Interest Income Drove Bank Earnings to $45B in 3Q: FDIC

WASHINGTON — The banking industry logged a solid period of growth in the third quarter, with earnings rising 12.9% from a year earlier to $45.6 billion, a boost driven primarily by a strong increase in net interest income, according to a report issued Tuesday by the Federal Deposit Insurance Corp.

"The banking industry reported another positive quarter," FDIC Chairman Martin Gruenberg said in remarks prepared for delivery. "Revenue and net income were up from a year ago, loan balances increased, asset quality improved and the number of unprofitable banks and 'problem banks' continued to fall."

The FDIC's Quarterly Banking Profile showed positive signs across the board, including increases in net interest and noninterest income, better loan growth and a drop in noncurrent loans. Overall, 60.8% of banks reported year-over-year growth in quarterly earnings — while the industry reached its lowest proportion of unprofitable banks since the third quarter of 1997

The increase was primarily due to net interest income, which rose 9.2%, to $119 billion, from the same period last year, while noninterest income grew 1.9% to $64.5 billion. Driving factors for these increases include an increase in interest-bearing assets, in addition to trading revenue and servicing-income growth.

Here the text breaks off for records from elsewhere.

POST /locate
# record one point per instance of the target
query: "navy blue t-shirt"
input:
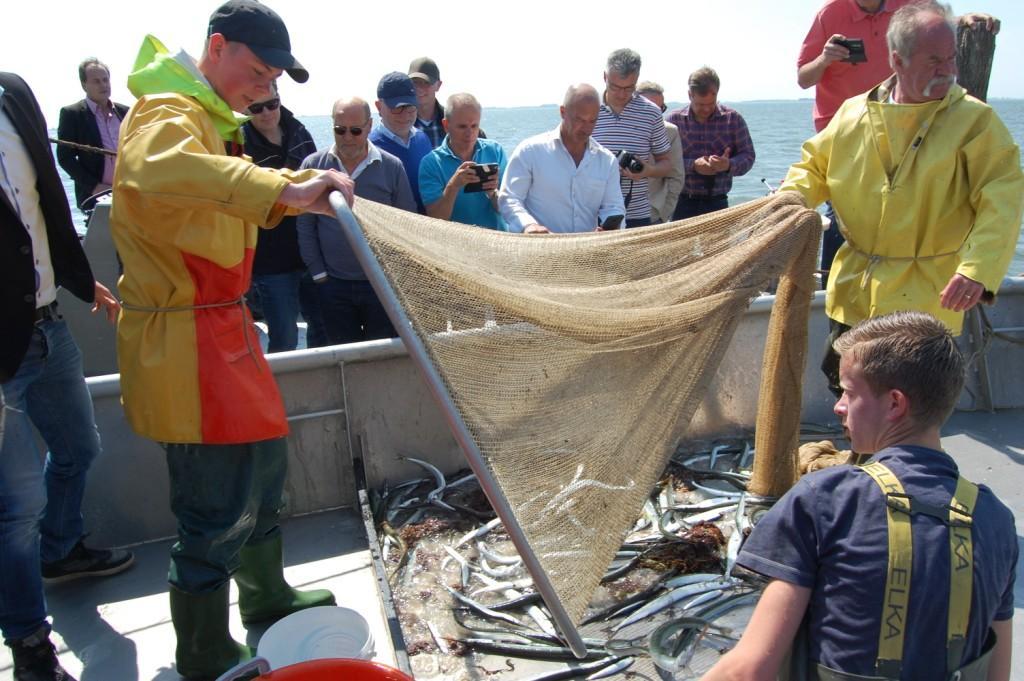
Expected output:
(829, 534)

But certain one-off outcomes also helped. The increase in net interest income was driven in part by one-time "accounting and expense items" at three large institutions, according to the FDIC. In addition, the industry's aggregate net interest margin rose 10 basis points, to 3.18% year over year, but this improvement was not widespread. Indeed, 53.5% of banks reported lower net interest margins from last year.

Still, net operating revenue — which is the sum of net interest income and noninterest income — reached $183.3 billion, or 6.5% higher than the same period last year.

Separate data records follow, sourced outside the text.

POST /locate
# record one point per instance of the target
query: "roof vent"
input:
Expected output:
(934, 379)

Total loan balances also grew at a steady clip, rising 6.8% — or $590.8 billion — compared with last year's third quarter. This included increases in residential mortgages and credit card balances. Total assets rose 1.4% in the third quarter.

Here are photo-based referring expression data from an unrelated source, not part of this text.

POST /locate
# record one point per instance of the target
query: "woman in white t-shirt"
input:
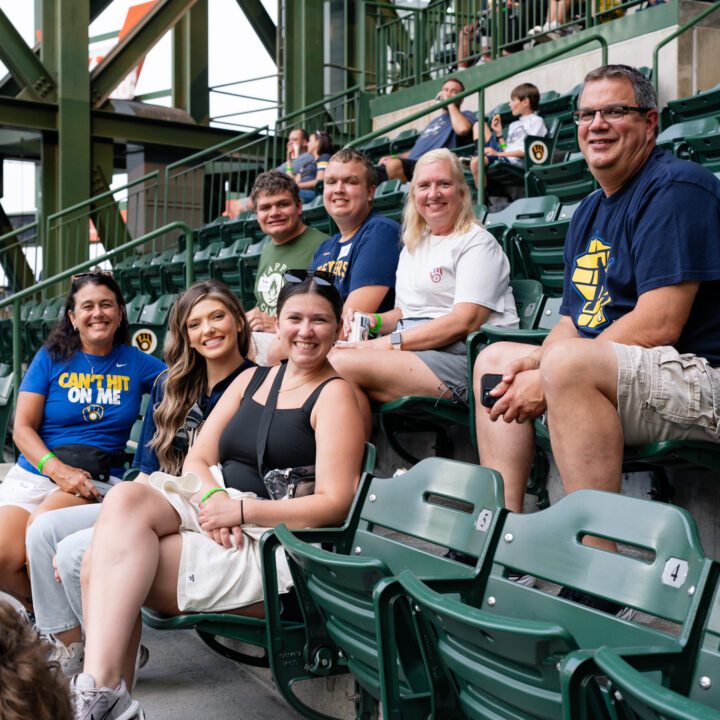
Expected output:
(452, 277)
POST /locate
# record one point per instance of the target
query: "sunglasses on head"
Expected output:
(92, 273)
(319, 276)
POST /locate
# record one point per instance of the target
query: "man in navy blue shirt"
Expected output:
(363, 256)
(451, 129)
(635, 356)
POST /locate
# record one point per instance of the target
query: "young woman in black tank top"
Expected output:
(136, 551)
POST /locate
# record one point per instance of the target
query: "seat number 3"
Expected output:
(675, 572)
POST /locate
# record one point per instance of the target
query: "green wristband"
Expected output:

There were some signs of lurking risk in the industry's balance sheet. Net chargeoffs rose 16.9% to $10.1 billion. This marked the fourth consecutive quarter of net chargeoff growth.

And though the amount of noncurrent loans and leases fell by 1.8% from the second quarter, it was an uneven trend. Noncurrent credit card loans rose 12.9%, while noncurrent real estate loans fell 3.8%.

Some of these loan chargeoffs and noncurrent loans increases were driven by areas with higher energy dependence, according to the FDIC.

"Current oil and gas privces continue to put pressure on borrowers that depend on the energy sector," Gruenberg said. "This stress has contributed to modest increases in noncurrent loans and loan chargeoffs in in energy-dependent regions."

Banks are also becoming more prudent, with loan-loss reserves rising 34%, to $11.4 billion.

"Part of the increase in provision expenses was associated with loan growth and the related credit risk in those new loans," Gruenberg said. "Another part was due to the increase in credit risk associated with loans to borrowers that depend on the energy sector."

At the same time, noncurrent loans declined, leaving banks better prepared for any potential downturn. The reserve coverage ratio — measured by the relation of loan-loss reserves to noncurrent loan balances — reached 91% in the quarter, the highest since 2007.

This has "improved the industry's ability to absorb credit deterioration," Gruenberg said.

The number of problem institutions dropped to 132, from 147 in the second quarter — reaching its lowest ebb since the third quarter of 2008.

The Deposit Insurance Fund increased by $2.8 billion, driving the reserve ratio up 1 basis point, to 1.18%, compared with the second quarter.